Lastly, we can also try XGBoost, which is based on Gradient Boosted Trees and is a more powerful model compared to both Logistic Regression and Random Forest.
dtrain_X <- xgb.DMatrix(data = as.matrix(X_train[,-c("Class")]), label = as.numeric(X_train$Class))
dtest_X <- xgb.DMatrix(data = as.matrix(X_test[,-c("Class")]), label = as.numeric(X_test$Class))
xgb <- xgboost(data = dtrain_X, nrounds = 100, gamma = 0.1, max_depth = 10, objective = "binary:logistic", nthread = 7)
[1] train-error:0.000373
[2] train-error:0.000338
[3] train-error:0.000329
[4] train-error:0.000325
[5] train-error:0.000316
[6] train-error:0.000303
[7] train-error:0.000298
[8] train-error:0.000281
[9] train-error:0.000281
[10] train-error:0.000277
[11] train-error:0.000272
[12] train-error:0.000268
[13] train-error:0.000268
[14] train-error:0.000268
[15] train-error:0.000268
[16] train-error:0.000268
[17] train-error:0.000259
[18] train-error:0.000241
[19] train-error:0.000237
[20] train-error:0.000228
[21] train-error:0.000228
[22] train-error:0.000215
[23] train-error:0.000202
[24] train-error:0.000189
[25] train-error:0.000176
[26] train-error:0.000162
[27] train-error:0.000154
[28] train-error:0.000140
[29] train-error:0.000123
[30] train-error:0.000119
[31] train-error:0.000105
[32] train-error:0.000097
[33] train-error:0.000088
[34] train-error:0.000070
[35] train-error:0.000053
[36] train-error:0.000044
[37] train-error:0.000035
[38] train-error:0.000022
[39] train-error:0.000022
[40] train-error:0.000018
[41] train-error:0.000009
[42] train-error:0.000009
[43] train-error:0.000009
[44] train-error:0.000009
[45] train-error:0.000009
[46] train-error:0.000004
[47] train-error:0.000004
[48] train-error:0.000004
[49] train-error:0.000004
[50] train-error:0.000004
[51] train-error:0.000004
[52] train-error:0.000004
[53] train-error:0.000000
[54] train-error:0.000000
[55] train-error:0.000000
[56] train-error:0.000000
[57] train-error:0.000000
[58] train-error:0.000000
[59] train-error:0.000000
[60] train-error:0.000000
[61] train-error:0.000000
[62] train-error:0.000000
[63] train-error:0.000000
[64] train-error:0.000000
[65] train-error:0.000000
[66] train-error:0.000000
[67] train-error:0.000000
[68] train-error:0.000000
[69] train-error:0.000000
[70] train-error:0.000000
[71] train-error:0.000000
[72] train-error:0.000000
[73] train-error:0.000000
[74] train-error:0.000000
[75] train-error:0.000000
[76] train-error:0.000000
[77] train-error:0.000000
[78] train-error:0.000000
[79] train-error:0.000000
[80] train-error:0.000000
[81] train-error:0.000000
[82] train-error:0.000000
[83] train-error:0.000000
[84] train-error:0.000000
[85] train-error:0.000000
[86] train-error:0.000000
[87] train-error:0.000000
[88] train-error:0.000000
[89] train-error:0.000000
[90] train-error:0.000000
[91] train-error:0.000000
[92] train-error:0.000000
[93] train-error:0.000000
[94] train-error:0.000000
[95] train-error:0.000000
[96] train-error:0.000000
[97] train-error:0.000000
[98] train-error:0.000000
[99] train-error:0.000000
[100] train-error:0.000000
preds_xgb <- predict(xgb, dtest_X)
confusionMatrix(as.numeric(preds_xgb > 0.5), y_test)
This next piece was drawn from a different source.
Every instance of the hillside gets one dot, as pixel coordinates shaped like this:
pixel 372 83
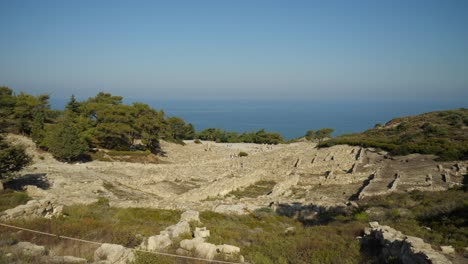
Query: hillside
pixel 442 133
Confusion Matrix and Statistics
Reference
Prediction 0 1
0 56863 17
1 6 75
Accuracy : 0.9996
95% CI : (0.9994, 0.9997)
No Information Rate : 0.9984
P-Value [Acc > NIR] : < 2e-16
Kappa : 0.8669
Mcnemar's Test P-Value : 0.03706
Sensitivity : 0.9999
Specificity : 0.8152
Pos Pred Value : 0.9997
Neg Pred Value : 0.9259
Prevalence : 0.9984
Detection Rate : 0.9983
Detection Prevalence : 0.9986
Balanced Accuracy : 0.9076
'Positive' Class : 0
We can see the model performs much better than the previous ones, espeically in terms of Negative Predictive Value, while still achieving nearly ~100% precision and recall on the validation set! Once again, we can set the classification threshold using the ROC curve.
roc_xgb <- roc(y_test, preds_xgb)
plot(roc_xgb, main = paste0("AUC: ", round(pROC::auc(roc_xgb), 3)))
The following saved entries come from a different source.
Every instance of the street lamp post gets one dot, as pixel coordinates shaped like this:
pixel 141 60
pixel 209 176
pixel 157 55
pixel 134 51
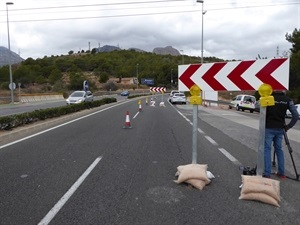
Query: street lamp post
pixel 9 59
pixel 137 76
pixel 171 78
pixel 202 14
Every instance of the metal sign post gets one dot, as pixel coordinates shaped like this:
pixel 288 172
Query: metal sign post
pixel 265 90
pixel 195 100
This project has explored the task of identifying fraudlent transactions based on a dataset of anonymised features. It has been shown that even a very simple logistic regression model can achieve good recall, while a much more complex Random Forest model improves upon logistic regression in terms of AUC. However, XGBoost model improves upon both models.